The joke, of course, was that the sex tape was the only reason Hilton was famous enough to host SNL in the first place. According to Fey, Hilton not only refused to do the sketch but locked herself in her dressing room in protest. “Nobody does that!” Fey said.
Instead, Hilton pitched sketches in which she could make fun of other women she hated. “You should write a sketch where I play Jessica Simpson, and she’s fat.”
Nora Dunn
When Andrew Dice Clay was enlisted to host, Dunn refused to appear in the show, calling a press conference to let the world know she was protesting Clay’s misogynistic comedy.

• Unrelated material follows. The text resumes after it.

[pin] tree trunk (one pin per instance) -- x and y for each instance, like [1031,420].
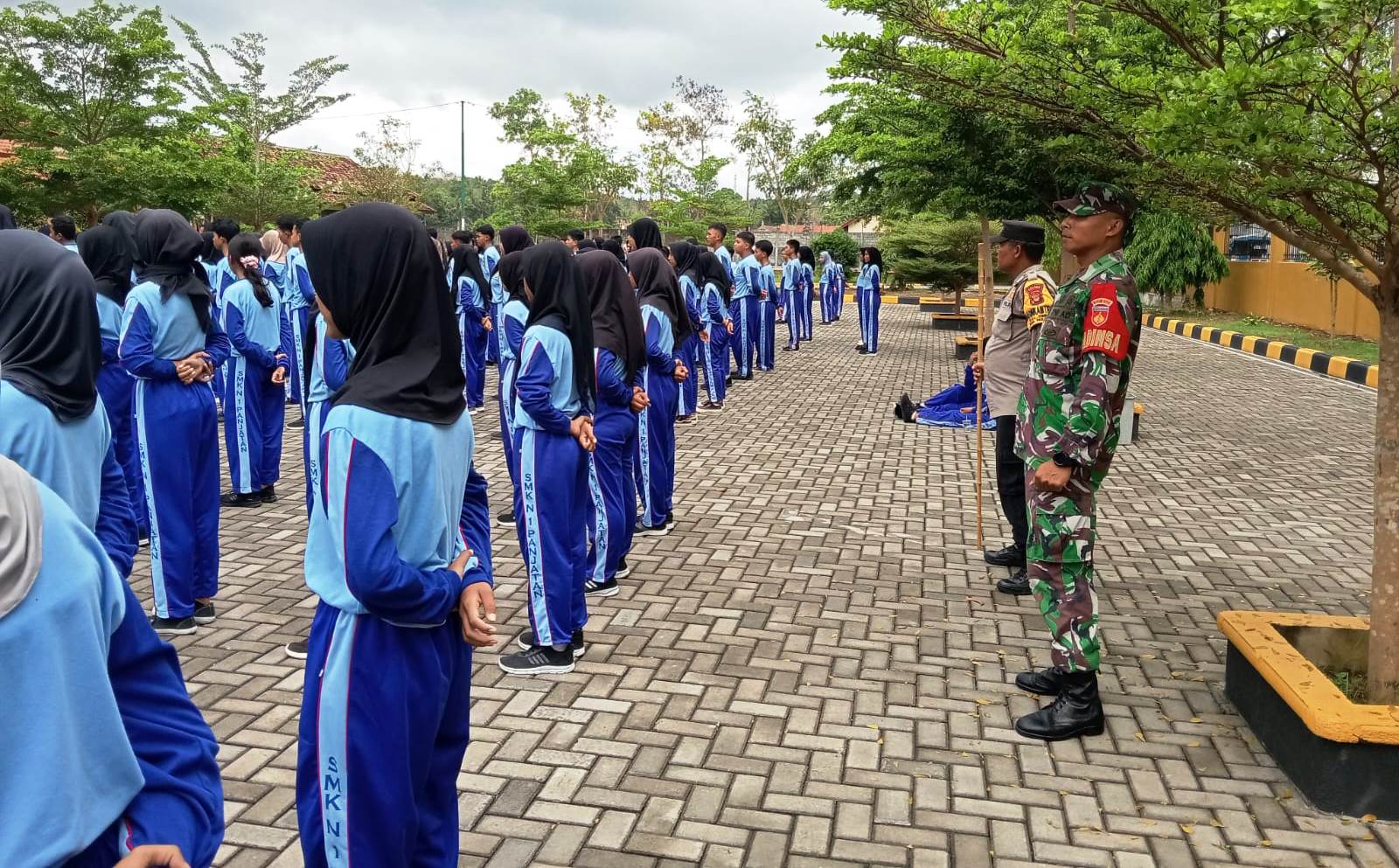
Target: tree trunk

“It would have been nice if she’d called me,” Lorne Michaels says in oral history Live From New York. “Nora painted herself into a corner, I think. We’re not one big happy family, you’ve probably figured that out. That said, everybody plays by a set of rules.”
Those rules included showing up for work. Dunn never did another show after her walkout.
Donald Trump
SNL writer Bryan Tucker told the Huffington Post about a sketch Trump refused to do in 2015. “We did do a dress-rehearsal sketch where he was the Giving Tree, and the Giving Tree was giving fruit to a boy,” Tucker said. “And eventually the Giving Tree got completely chopped down and was a stump, and Trump was a neighboring tree saying, ‘You’re a sucker, you’re getting played, you should not be giving things to these people.’ And Trump had to stand in a tree with his face looking out of the hole of this tree, and he did not like that. I don’t think he enjoyed looking like a tree. He was not into it and it showed, and it did not get a lot of laughs.”
Kenan Thompson
Thompson played his share of Black women on the show — from Whoopi Goldberg to Oprah — but by 2013, he’d had enough. SNL hadn’t employed a Black female comedian since Maya Rudolph’s departure in 2007 and Thompson was done dressing in drag to fill the void. “Maybe (Jay Pharaoh) will do it or something, but even he doesn’t really want to do it,” he told TV Guide.
Thompson’s refusal to play Black women — and public shaming of Lorne Michaels — eventually led to the hiring of Sasheer Zamata and Leslie Jones.